My Claude Code 'ADHD Executive Function Mode' Went Silent for 6 Days
My Claude Code harness logs every decision to a self-ledger, my executive-function prosthetic. It went silent for 6 days and nothing alerted me. The harness-engineering lesson, with receipts.
Why this matters
My Claude Code harness logs every decision to a self-ledger, my executive-function prosthetic. It went silent for 6 days and nothing alerted me. The harness-engineering lesson, with receipts.
A monitoring layer that only works when you remember to check it is not a monitoring layer. It is a second thing to forget.
I learned this the way I learn most things about my own harness: by accident, a week late, while looking for something else.
TL;DR
My Claude Code harness logs every meaningful decision to a self-ledger, a running file that acts as my agent’s working memory and my own executive-function prosthetic.

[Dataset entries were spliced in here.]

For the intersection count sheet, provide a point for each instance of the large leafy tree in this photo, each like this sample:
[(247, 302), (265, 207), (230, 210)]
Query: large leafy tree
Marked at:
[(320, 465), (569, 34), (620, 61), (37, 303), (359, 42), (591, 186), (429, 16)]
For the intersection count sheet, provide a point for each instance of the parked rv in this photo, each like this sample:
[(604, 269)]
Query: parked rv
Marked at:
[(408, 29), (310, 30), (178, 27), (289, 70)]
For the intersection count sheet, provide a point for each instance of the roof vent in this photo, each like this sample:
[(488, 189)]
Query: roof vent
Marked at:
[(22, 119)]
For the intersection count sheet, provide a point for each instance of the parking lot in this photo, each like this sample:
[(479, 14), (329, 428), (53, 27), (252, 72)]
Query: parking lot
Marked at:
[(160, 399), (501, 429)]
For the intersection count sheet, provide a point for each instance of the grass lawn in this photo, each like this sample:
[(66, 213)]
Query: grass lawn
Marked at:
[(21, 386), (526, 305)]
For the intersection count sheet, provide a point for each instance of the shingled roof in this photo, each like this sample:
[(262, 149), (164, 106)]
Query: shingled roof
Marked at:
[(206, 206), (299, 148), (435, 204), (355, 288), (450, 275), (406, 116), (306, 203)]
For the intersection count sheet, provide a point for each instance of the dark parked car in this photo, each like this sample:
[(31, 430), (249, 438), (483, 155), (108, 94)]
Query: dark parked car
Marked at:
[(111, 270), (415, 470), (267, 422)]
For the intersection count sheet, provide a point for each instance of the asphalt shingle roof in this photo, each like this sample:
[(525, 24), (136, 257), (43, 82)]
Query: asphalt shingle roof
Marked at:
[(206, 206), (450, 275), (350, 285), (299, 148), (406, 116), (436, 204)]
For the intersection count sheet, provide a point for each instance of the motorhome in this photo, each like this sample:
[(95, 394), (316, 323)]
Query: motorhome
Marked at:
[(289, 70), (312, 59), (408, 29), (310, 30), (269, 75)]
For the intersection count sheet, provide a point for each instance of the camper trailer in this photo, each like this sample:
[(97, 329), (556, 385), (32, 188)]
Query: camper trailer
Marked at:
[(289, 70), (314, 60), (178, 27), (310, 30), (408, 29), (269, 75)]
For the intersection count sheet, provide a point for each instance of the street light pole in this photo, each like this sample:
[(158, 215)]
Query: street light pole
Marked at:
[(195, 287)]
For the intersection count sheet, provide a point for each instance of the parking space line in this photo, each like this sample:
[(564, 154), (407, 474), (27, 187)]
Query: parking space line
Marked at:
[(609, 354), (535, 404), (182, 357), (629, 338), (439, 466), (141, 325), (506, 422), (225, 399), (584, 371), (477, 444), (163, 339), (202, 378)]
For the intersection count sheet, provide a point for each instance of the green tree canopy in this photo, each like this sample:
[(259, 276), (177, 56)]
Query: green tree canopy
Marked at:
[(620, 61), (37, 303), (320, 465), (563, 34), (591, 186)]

Between June 2 and June 7 it wrote nothing. Six days, zero entries, no alert. I only noticed on June 8 when a recall query came back thin. The fix was not “remember to check the ledger.” The fix was making silence itself trip an alarm. That is the whole lesson of harness engineering for an ADHD brain: the prosthetic is the easy part, the failure detector is the product.
Last week vs this week
Last week’s report took apart the “Claude is nerfed” thread and landed on one idea: capability now lives in the harness layer, so two people on the same model are no longer running the same system. (Is Claude Nerfed, or Is Your Harness Flat?)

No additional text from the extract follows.